Ruscha’s early artist books – such as Twenty-six gas stations (1963), which depicts gas stations along its route from Los Angeles to Oklahoma City, or Every building on the Sunset Strip (1966), an accordion-folded almost 25-foot-long book about the buildings of Sunset Boulevard in Los Angeles – contradicts traditional notions of the artist book, or luxury books with artist illustrations. While the artist book, which was popularized in France in the 1890s, married image to text in exciting new ways for the time, it was a high-end endeavor that did not put the artist in charge.
Ruscha, on the other hand, designed his books from start to finish, producing relatively affordable objects that conceptually engaged with the book’s format and characteristically celebrated banality – or at least declared banality worthy of scrutiny. more in-depth. Oddly enough, the sale at Swann also includes the Burn small fires (1968), in which Nauman set fire to an artist’s book by Ruscha, photographed the remains, and linked the images into his own artist’s book.
Humor is not uncommon in artist books, and concept artist David Hammons brings his signature tongue-in-cheek to the form with Holy Bible: Old Testament (2002). Bound in black leather with gold lettering on the back, the tome is a duplicate of a (slightly oversized) Bible. However, the opening of this particular sacred book reveals a discrepancy between the inside and the outside: its pages consist of the two volumes of the 1997 edition of the book by Arturo Schwarz. The Complete Works of Marcel Duchamp. By swapping the Old Testament for a catalog raisonné, Hammons riffs on Duchamp’s signature ready-made while signaling – with the tongue firmly in the cheek – the canonization of the French artist and the printed materials that perpetuate it.
Several artist books by post-minimalist artist Richard Tuttle, whose practice has long incorporated printmaking and book-making, are also on sale. Tuttle made a particularly convincing example, The missing portrait, in collaboration with poet, art critic and Hyperallergic editor John Yau. Verses from Yau’s five-part poem of the same name run through the square-format folio, the lines alternately punctuated, intercepted and amplified by aesthetic elements such as colored string, cheesecloth and pieces of metal.
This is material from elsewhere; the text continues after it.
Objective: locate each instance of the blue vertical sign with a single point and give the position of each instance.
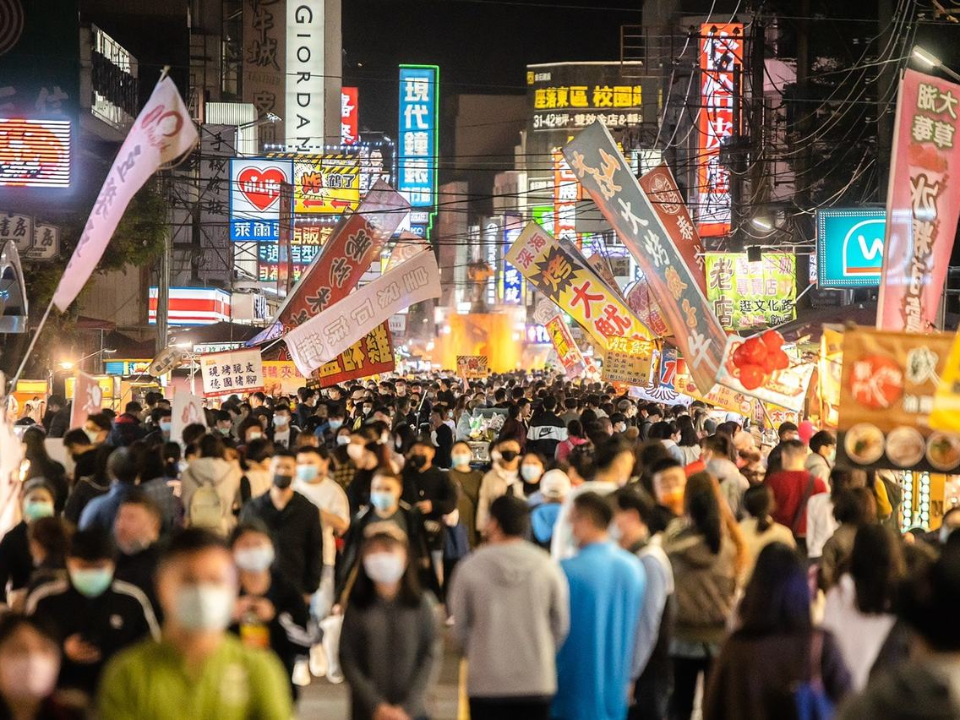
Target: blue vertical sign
(418, 151)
The front and back covers of the book are surmounted by a tortoiseshell pattern and a three-dimensional lizard, which artist and stationer Lisa Switalski made from hand-cast cotton fibers. The missing portrait isn’t the only artist’s book here with a poetic slant. The folio of 17 lithographs by Willem de Kooning Poems by Frank O’Hara (1988) features 13 poems by O’Hara, who was in de Kooning’s circle before the writer-curator’s untimely death, while the accordion style of Pat Steir Cry Stall Regard (2012) superimposes the poetry of Anne Waldman on screen printing and photoengraving on sewn sheets.
Large-scale artists’ books are on display at Swann on November 4, 5 and 8 before the November 9 auction.